Ora, se é tão dramática a situação do Tesouro Estadual, como explicar as generosas desonerações fiscais praticadas pelos governos estaduais tucanos, que foram de R$ 15 bilhões em 2018, R$ 16,3 bilhões em 2019 e chegarão a R$ 17,4 bilhões em 2020? Além disso, que medidas o governador João Doria tomou ou pretende tomar contra a sonegação fiscal praticada por setores do empresariado? Que medidas pretende tomar para combater o desemprego e aquecer a economia no Estado mais próspero do país?
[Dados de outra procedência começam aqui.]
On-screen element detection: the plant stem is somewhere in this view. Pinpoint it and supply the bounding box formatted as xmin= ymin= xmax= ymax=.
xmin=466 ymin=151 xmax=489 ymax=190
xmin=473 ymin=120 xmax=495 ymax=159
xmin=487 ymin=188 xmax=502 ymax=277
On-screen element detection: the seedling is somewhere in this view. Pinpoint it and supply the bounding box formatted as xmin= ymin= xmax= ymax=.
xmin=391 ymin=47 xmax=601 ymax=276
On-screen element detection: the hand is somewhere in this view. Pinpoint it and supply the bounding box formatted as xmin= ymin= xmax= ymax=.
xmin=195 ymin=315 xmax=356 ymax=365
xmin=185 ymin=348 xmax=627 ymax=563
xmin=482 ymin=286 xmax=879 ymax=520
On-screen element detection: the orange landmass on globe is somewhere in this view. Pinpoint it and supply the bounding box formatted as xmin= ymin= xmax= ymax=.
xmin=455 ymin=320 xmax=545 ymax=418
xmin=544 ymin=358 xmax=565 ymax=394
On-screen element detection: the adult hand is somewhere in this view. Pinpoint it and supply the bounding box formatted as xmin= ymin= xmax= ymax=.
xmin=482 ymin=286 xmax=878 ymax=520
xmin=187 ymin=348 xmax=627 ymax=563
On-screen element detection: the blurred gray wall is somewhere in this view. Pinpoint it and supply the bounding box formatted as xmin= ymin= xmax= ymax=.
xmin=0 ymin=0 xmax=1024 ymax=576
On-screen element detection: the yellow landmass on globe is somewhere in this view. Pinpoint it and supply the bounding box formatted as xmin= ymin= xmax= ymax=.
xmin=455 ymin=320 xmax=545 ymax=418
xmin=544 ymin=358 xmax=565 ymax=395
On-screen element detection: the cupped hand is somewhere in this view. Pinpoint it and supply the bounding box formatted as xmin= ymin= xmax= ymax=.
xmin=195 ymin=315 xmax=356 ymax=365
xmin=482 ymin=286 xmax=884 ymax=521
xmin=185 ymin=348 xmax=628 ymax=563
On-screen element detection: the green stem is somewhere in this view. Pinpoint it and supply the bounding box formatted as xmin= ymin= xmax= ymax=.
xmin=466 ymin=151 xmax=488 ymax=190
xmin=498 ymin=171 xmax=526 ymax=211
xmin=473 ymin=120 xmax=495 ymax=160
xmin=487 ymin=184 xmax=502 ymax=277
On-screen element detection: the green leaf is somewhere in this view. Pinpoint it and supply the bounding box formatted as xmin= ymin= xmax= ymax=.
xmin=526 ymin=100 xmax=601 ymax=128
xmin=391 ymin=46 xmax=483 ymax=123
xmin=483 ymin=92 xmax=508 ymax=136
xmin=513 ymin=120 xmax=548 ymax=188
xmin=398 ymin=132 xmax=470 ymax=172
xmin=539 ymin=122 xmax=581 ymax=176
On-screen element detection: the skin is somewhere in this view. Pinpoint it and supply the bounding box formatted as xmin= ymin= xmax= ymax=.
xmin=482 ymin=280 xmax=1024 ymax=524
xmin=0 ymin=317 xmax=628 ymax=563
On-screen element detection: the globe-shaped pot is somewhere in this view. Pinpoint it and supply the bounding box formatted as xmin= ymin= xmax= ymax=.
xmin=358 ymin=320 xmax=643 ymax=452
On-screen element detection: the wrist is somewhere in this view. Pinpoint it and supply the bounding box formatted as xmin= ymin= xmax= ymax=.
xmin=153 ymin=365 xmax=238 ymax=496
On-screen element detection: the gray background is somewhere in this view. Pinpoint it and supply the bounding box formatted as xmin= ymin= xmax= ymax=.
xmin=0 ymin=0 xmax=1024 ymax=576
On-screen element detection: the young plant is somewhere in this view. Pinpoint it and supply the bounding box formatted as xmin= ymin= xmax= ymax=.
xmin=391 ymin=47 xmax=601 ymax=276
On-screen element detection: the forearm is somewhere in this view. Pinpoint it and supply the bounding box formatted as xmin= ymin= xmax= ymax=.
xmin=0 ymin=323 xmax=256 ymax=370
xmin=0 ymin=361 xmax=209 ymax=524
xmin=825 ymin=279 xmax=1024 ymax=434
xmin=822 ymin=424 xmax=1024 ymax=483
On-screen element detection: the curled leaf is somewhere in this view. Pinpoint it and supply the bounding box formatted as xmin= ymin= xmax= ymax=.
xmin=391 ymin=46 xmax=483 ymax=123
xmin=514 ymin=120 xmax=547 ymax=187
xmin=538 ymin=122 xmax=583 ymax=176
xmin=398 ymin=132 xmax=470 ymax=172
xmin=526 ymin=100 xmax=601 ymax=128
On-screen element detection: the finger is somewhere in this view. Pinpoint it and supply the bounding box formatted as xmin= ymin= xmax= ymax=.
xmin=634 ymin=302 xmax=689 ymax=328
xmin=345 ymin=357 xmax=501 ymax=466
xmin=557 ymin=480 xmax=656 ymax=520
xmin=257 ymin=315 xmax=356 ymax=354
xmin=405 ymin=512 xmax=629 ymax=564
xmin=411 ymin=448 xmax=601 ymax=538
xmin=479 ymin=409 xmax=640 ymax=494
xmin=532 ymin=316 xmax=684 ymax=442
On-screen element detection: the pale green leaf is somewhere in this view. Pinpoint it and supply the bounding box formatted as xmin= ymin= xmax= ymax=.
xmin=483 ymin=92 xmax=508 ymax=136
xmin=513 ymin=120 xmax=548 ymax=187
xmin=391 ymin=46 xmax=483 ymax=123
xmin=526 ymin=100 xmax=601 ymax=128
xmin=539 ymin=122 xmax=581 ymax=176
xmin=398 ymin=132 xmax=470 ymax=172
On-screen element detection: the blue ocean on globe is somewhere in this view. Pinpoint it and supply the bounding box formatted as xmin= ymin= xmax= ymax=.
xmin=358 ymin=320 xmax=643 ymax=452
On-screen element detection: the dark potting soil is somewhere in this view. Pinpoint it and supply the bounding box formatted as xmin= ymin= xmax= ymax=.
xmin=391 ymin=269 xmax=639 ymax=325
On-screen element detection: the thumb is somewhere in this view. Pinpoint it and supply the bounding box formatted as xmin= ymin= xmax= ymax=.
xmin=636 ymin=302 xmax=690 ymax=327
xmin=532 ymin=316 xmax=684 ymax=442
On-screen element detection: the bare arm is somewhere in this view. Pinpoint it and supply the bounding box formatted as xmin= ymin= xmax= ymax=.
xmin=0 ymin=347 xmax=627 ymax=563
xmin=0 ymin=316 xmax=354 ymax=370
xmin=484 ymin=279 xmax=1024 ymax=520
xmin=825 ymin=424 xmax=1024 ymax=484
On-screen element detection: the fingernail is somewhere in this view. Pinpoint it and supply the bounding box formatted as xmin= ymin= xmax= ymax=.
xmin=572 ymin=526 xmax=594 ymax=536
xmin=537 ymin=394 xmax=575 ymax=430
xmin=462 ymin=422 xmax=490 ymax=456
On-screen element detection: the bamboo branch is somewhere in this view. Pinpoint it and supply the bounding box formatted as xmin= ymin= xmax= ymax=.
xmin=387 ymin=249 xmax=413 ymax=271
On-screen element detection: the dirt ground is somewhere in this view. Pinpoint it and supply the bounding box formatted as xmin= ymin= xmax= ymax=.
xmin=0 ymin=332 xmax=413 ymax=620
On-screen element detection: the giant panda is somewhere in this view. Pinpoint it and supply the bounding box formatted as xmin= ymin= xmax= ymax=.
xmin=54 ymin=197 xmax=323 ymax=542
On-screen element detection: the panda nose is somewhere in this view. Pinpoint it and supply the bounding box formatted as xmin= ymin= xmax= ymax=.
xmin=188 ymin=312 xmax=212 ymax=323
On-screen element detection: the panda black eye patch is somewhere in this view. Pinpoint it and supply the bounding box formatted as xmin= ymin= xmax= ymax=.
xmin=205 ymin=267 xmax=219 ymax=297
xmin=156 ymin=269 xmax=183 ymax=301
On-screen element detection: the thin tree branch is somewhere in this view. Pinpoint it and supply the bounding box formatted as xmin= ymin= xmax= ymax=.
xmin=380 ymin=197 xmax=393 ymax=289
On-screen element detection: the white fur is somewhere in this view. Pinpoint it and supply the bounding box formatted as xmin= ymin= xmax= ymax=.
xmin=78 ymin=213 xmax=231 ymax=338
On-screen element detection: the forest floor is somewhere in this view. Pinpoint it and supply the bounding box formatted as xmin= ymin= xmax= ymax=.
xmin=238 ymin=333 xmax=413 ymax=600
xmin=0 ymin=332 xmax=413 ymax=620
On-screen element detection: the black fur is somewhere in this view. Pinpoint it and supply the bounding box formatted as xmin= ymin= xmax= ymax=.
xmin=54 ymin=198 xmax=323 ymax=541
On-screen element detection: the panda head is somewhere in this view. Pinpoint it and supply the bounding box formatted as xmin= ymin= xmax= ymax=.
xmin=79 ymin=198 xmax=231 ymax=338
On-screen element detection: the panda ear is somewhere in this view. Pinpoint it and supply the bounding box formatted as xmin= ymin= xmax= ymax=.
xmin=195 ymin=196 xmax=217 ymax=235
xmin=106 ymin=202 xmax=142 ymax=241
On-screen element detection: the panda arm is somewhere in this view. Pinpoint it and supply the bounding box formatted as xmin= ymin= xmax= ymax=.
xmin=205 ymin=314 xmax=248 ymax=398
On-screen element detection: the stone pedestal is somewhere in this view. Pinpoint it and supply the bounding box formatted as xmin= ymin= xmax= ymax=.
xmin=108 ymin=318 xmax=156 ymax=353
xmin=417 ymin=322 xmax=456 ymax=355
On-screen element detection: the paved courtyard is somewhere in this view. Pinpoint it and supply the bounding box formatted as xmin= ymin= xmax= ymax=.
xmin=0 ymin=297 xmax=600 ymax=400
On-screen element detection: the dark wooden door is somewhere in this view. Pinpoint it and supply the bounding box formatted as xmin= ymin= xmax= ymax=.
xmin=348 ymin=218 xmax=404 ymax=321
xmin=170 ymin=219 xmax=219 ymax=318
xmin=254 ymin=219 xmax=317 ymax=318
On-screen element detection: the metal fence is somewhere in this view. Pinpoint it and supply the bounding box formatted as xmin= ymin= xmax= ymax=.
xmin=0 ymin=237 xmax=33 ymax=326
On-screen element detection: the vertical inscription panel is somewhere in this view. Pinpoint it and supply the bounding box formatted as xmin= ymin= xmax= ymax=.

A Folha não está interessada em saber, e não pergunta.

Como já comentado pelo Informativo Adusp, nenhum dos documentos encaminhados pelo governo estadual à Alesp como justificativa para a PEC 18/2018 e o PLC 80/2019 — alguns dos quais assinados pelo secretário da Fazenda, o ex-ministro Henrique Meirelles (MDB) — faz sequer alusão a qualquer medida de combate à sonegação fiscal ou a qualquer outro meio de aumento da receita de impostos.

Estas questões incômodas passam longe do editorial da Folha. Ela prefere fustigar o funcionalismo público: “O confronto com as corporações estatais, que governos anteriores adiaram, ocorre com intensidade agora, em sessões conturbadas da Assembleia Legislativa. No lance mais recente, a oposição obteve liminar judicial para suspender a tramitação do projeto” (destaques nossos). Feroz resistência, corporações estatais, sessões conturbadas. A retórica do editorial é alarmista. Democracia, para a Folha, implica tumulto, conturbação, riscos desnecessários.

O editorial admite que os deputados estaduais “poderão, decerto, alterar pontos tidos como mais draconianos”, para em seguida advertir: “Entretanto dificilmente será possível escapar da tarefa de redesenhar as normas”, porque não enfrentar as “restrições orçamentárias [que] são crescentes e incontornáveis” significará, “cedo ou tarde, a derrocada de serviços públicos essenciais em educação, saúde, segurança e transporte”.

Nenhuma palavra, assim, sobre a inação do governo Doria quanto a buscar aumentar a arrecadação. Nenhuma palavra sobre o direito das servidoras e servidores públicos estaduais e familiares a aposentadorias e pensões dignas. Não: o que a Folha quer é imputar à força de trabalho do setor público a responsabilidade por cortes futuros nos gastos sociais do Estado.

No que nos diz respeito, continuaremos lutando, ao lado de outros setores do funcionalismo público estadual, contra a reforma da Previdência injusta, cruel e prepotente com que Doria pretende — com apoio de jornais como a Folha equacionar as contas do Estado sem mexer nos privilégios de setores empresariais beneficiados com desonerações, isenções e inaceitável tolerância com a sonegação fiscal.